Bloomberg writes that its bigger screen and faster chip "live up to the hype:
Despite the hype and a $150 increase over the launch price for the original, the second-generation system manages to impress with faster performance, improved graphics, more comfortable ergonomics and enough tweaks throughout to make this feel like a distinctly new machine... This time, it's capable of outputting 4K resolution and more impactful HDR video to your TV screen... It's a bigger, faster, more polished version of a wildly successful gadget.

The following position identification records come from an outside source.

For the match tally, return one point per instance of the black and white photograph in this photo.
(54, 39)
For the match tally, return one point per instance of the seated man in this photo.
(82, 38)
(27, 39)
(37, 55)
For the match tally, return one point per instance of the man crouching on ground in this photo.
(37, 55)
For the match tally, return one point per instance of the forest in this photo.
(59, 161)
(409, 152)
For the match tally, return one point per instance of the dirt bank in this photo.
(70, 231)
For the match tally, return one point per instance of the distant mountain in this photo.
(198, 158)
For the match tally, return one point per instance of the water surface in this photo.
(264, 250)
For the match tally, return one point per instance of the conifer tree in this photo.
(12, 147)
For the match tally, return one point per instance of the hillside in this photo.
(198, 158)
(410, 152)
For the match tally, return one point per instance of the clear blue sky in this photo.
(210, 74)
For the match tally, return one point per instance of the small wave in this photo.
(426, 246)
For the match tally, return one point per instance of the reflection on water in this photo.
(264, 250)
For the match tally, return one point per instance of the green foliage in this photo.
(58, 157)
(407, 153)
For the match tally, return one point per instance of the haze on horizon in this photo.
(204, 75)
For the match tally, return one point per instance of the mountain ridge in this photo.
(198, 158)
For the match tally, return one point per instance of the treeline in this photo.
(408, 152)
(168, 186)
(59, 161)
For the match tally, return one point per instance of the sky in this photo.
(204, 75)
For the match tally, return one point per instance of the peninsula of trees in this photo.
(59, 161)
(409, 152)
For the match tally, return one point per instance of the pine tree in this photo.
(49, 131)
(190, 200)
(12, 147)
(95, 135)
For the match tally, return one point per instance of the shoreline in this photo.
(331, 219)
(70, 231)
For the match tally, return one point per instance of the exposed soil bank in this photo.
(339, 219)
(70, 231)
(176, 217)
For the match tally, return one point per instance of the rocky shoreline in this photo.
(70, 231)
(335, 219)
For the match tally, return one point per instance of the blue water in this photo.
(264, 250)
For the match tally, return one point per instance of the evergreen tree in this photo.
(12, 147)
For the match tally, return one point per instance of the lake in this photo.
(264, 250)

The "buzzy launch drew long lines" at retailers like Walmart, Target, Best Buy, and Gamestop, according to the article. (See the photos from AOL.com and USA Today.) "The era of spending hours waiting in line for the latest iPhone is long gone, but the debut of a new video game console is still a rare enough event that Nintendo fans didn't think twice about driving to retailers in the middle of the night to secure a Switch 2."
The Verge also opines that "the Switch 2's eShop is much better," calling it "way faster... with much less lag browsing through sections and loading up game pages."